For instance, in typical flaccid fashion, on Peacemaker every white, male character is either an imbecile, a cuckold or an outright Nazi. How original.

According to Gunn, the second lead on the show is the character Leota (a poorly cast Danielle Brooks), who is, of course, a black lesbian, for no apparent reason other than blatant woke tokenism. How edgy.

To be fair, Gunn does at least occasionally get a bit clever with the woke stuff, like when he has hard-nosed beauty Emilia Harcourt (an excellent Jennifer Holland) give a passionate monologue to Peacemaker about how sick and tired she is of the oppressive and aggressive sexism of men in the world, and then cuts to a naked woman as Peacemaker has aggressive sex with her.
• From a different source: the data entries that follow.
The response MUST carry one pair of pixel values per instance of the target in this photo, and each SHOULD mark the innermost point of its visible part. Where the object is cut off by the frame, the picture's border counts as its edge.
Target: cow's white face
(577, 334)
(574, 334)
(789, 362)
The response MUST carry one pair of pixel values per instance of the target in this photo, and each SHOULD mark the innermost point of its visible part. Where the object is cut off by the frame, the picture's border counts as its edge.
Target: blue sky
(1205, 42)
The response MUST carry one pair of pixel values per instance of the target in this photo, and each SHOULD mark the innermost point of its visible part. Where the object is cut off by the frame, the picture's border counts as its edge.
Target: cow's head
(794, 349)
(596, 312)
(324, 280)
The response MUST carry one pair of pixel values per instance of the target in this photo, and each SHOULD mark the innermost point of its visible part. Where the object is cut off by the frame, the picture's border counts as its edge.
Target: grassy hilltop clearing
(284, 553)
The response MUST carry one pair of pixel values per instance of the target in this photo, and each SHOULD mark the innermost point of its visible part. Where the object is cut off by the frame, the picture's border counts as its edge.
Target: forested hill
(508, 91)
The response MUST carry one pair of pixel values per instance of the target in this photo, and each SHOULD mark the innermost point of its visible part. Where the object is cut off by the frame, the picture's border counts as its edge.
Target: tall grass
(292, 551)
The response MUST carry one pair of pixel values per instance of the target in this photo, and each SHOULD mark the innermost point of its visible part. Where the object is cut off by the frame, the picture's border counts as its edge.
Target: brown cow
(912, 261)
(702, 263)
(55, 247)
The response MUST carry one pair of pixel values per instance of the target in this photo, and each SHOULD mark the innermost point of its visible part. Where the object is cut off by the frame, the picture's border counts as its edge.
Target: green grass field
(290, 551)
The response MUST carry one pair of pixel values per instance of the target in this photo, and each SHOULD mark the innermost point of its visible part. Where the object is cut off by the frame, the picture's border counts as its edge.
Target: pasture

But even that bit of self-awareness only results in highlighting Gunn’s overall weak-kneed woke acquiescence on the show.

Other issues are much more obvious, such as the action sequences being less than stellar and the production value being painfully thin.

But with that said, and even though the show is more amusing than laugh out loud funny, thanks to John Cena I still found Peacemaker compelling and entertaining enough that I will watch the rest of the series over the next month as the final five episodes become available.

Thus far the show isn’t anywhere near as good as say, The Boys, the more profound and less pubescently profane, brilliant superhero series on Amazon, but it is good enough.

The bottom line is that if you’re looking for some rather mindless, mildly amusing, bawdy and base, family unfriendly superhero fun featuring John Cena, then Peacemaker is definitely for you.